La experiencia misma de los talleres de filosofía, por una parte, y su descripción en el libro, por otra, tienen una capacidad masiva de transformación. En su aspecto literario, el libro puede enriquecer la percepción del lector acerca de un grupo social que desconoce y, posiblemente, aborrece. La filosofía de los talleres, a su vez, habilitó la reflexión de esos chiquilines, quizás por primera vez en la vida.
Damián: ¿Qué aportamos nosotros a la vida? Disgusto. Les damos disgusto a nuestras familias. [...]
Joaquín: Pero es realista, es así. Es tal cual. Viste que en algo estamos de acuerdo.
Docente: ¿No aportaste nada en dieciocho años de vida? [...]
Damián: Yo, nada... no me acuerdo de nada... Amor...
Joaquín: Aportamos cosas nuevas...
Damián: ¿Cómo? ¿Qué aportaste nuevo a la vida?
Joaquín: Yo qué sé. Algo nuevo siempre aportás...
Docente: Esta pregunta, lo que mostró es que no se han puesto a pensar en las cosas buenas que ustedes aportan al mundo.
Joaquín: Capaz que hay más cosas malas que aportamos...
Damián: [...] Hay más cosas malas que cosas buenas.
Docente: Les cuesta mucho decir cosas buenas de ustedes.
Damián: Y si no tenemos. [...]
Joaquín: Si no aportaste nada bueno no te quiere nadie entonces. (pp. 131-132)
Esos seres que tantas veces miramos por la calle con temor, con su vocabulario, sus gorritas con visera y sus gestos amenazantes, en la intimidad de un aula dedicada especialmente a la autorreflexión, ponen al descubierto su alma. Con el mismo vocabulario y gorrita, pero el gesto se suaviza ante alguien que está dispuesto a escuchar. La oportunidad de filosofar a sus dieciséis o diecisiete años revela que no están tan afectados por la falta de libertad. Están más afectados por la carencia de amor.
Puede parecer cursi utilizar estas palabras para hablar de un libro académico. Pero creo que no hay mejor manera. Es importante que sea un producto de una investigación, porque su andamiaje teórico da confiabilidad a los testimonios que leemos allí, en un grado que no podría darnos una simple novela. Y esa creencia en su veracidad es clave, porque reconocer la potencialidad de estos jóvenes abre los ojos a toda una posibilidad de cosas para hacer, tomando entonces la privación de libertad como una oportunidad para su educación y un futuro diferente; no como su destino. Escuchar sus voces es determinante en la formación de la opinión pública y también en la información que deben tener los diseñadores de políticas sociales para hacer su trabajo. Abadie tuvo un acceso privilegiado a sus pensamientos y emociones, y nos los lega por medio de este trabajo académico, que también nos toca el corazón porque tiene su cuota de intimidad.

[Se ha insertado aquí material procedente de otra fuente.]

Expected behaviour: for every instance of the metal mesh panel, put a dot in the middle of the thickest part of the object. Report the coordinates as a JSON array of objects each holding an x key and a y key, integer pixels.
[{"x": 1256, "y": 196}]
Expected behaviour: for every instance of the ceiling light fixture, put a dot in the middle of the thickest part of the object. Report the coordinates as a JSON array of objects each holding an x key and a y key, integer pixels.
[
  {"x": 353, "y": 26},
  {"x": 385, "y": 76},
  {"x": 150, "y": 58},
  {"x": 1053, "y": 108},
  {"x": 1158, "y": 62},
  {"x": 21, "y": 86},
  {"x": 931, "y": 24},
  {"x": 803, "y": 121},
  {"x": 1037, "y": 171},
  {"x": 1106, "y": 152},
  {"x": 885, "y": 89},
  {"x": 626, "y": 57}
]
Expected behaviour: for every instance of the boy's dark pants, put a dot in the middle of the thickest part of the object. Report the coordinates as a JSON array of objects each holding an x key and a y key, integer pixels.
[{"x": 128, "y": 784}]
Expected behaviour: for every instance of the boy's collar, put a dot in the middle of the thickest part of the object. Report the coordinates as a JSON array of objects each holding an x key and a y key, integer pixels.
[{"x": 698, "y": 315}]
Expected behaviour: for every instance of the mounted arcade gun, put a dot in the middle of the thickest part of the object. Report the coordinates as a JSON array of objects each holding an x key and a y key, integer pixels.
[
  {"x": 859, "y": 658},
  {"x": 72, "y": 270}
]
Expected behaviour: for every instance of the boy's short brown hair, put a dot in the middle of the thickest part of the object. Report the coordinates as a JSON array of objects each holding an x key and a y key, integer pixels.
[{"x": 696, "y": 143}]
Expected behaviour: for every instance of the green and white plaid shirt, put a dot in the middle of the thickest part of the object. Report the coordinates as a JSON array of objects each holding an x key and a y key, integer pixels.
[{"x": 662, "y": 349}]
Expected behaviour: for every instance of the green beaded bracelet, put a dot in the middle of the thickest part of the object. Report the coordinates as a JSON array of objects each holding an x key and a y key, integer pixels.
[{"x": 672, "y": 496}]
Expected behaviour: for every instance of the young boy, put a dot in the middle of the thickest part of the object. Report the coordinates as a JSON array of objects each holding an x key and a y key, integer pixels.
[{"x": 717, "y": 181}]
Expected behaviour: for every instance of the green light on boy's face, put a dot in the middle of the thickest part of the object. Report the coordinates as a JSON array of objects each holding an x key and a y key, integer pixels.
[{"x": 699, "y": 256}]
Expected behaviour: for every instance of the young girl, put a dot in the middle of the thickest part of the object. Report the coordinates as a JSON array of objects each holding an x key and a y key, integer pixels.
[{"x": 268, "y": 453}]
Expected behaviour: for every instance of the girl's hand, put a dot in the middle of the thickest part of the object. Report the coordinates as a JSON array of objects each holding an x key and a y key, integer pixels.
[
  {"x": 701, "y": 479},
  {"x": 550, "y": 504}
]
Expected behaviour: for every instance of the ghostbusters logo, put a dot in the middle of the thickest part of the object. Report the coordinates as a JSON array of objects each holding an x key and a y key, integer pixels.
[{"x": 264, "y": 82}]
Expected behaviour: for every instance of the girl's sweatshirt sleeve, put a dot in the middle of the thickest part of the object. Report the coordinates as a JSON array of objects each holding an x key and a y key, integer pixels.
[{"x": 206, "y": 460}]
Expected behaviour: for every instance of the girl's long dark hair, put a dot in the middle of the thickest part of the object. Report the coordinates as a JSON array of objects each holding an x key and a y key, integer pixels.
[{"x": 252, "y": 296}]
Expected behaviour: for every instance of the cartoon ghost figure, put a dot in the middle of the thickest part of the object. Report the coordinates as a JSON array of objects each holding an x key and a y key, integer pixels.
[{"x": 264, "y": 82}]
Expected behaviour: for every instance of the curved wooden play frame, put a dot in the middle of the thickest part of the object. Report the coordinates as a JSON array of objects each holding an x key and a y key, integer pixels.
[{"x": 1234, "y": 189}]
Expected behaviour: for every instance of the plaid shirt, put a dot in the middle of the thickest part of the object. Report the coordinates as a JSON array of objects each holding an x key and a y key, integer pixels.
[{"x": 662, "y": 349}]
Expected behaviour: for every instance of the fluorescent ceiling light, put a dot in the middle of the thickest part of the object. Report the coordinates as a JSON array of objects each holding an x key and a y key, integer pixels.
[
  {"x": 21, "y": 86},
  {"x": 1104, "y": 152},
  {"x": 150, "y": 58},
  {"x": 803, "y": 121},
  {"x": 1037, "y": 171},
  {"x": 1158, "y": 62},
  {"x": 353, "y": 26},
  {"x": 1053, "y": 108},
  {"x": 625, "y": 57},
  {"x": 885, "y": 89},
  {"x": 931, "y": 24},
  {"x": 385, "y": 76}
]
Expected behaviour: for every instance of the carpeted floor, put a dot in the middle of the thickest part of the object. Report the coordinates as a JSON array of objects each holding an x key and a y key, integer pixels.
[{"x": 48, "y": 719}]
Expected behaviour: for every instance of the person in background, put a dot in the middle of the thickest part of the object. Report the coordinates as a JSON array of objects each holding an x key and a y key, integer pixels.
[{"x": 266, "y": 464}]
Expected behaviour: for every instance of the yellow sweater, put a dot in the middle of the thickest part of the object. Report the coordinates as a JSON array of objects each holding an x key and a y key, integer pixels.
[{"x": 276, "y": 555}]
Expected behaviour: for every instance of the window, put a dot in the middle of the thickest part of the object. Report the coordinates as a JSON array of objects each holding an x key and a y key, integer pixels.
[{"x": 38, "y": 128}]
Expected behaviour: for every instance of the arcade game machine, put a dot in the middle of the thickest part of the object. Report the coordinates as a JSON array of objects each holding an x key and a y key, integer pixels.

Las narraciones tienen ese potencial de arrancar del silencio a ciertas voces que, por tratarse de minorías o grupos menospreciados, son sistemáticamente acalladas. Judith Butler expresa este silenciamiento mediante la noción de “borramiento” o invisibilización. No es porque estén censurados. Es que ni siquiera están censurados: simplemente su voz no tiene la suficiente fuerza para hacerse oír, y lo que sabemos de ellos proviene de otros, que generalmente los desprecian. Eso es lo que pasa con estos jóvenes, cuyos rostros borrados Abadie vuelve a dibujar. El filósofo Paul Ricoeur señala que la literatura consiste en “un vasto laboratorio para experiencias de pensamiento”, en el que pasamos a ser más que pasivos receptores de lo que se narra, para ser partícipes. Durante la inmersión en un relato, el lector tiene acceso a los detalles de una realidad que quizás le está vedada, de ahí que para Ricoeur “el arte de narrar es el arte de intercambiar experiencias”, de acceder a mundos invisibles que, aunque nos pese, forman parte también de nuestro mundo.
Las aulas retratadas por Abadie nos recuerdan además la importancia de la filosofía, disciplina prioritaria en la educación como espacio para la autorreflexión. Ningún ciudadano debería ser privado de ese encuentro consigo mismo, donde una transformación esencial se hace posible.
Termino con esta anécdota perturbadora: el docente había pedido “de deberes” que trajeran una reflexión sobre el amor escrita en unas cartulinas, para exponer.
Ya comenzada la actividad y con bastante retraso, recibimos a Emanuel, un joven de llamativa corpulencia. Su llegada tarde se explicaba porque venía del SER, el centro de máxima seguridad de la Colonia, debidamente amarrocado y secundado por un par de funcionarios, seguramente luego de una infinidad de trámites y revisaciones. Tanto su corpulencia como su procedencia contrastaban con el contenido de su mensaje, que leyó con voz muy serena luego de desplegar la cartulina:
“El amor es cuando estás enamorado. El amor es vida, es cuando sentís algo por alguien en el corazón, ganas de cuidar a otro, ser buenas personas. Las cosas materiales van y vienen, pero el amor queda. Hay objetos y signos de amor: animales, cosas materiales como una antigüedad que te dejaron, recuerdos”... (pp. 162-163)
Más aulas de estas, por favor.
Huellas del menosprecio. Adolescentes privados de libertad y desarrollo humano. De Santiago Abadie. Ediciones de la Banda Oriental, Montevideo, 2018.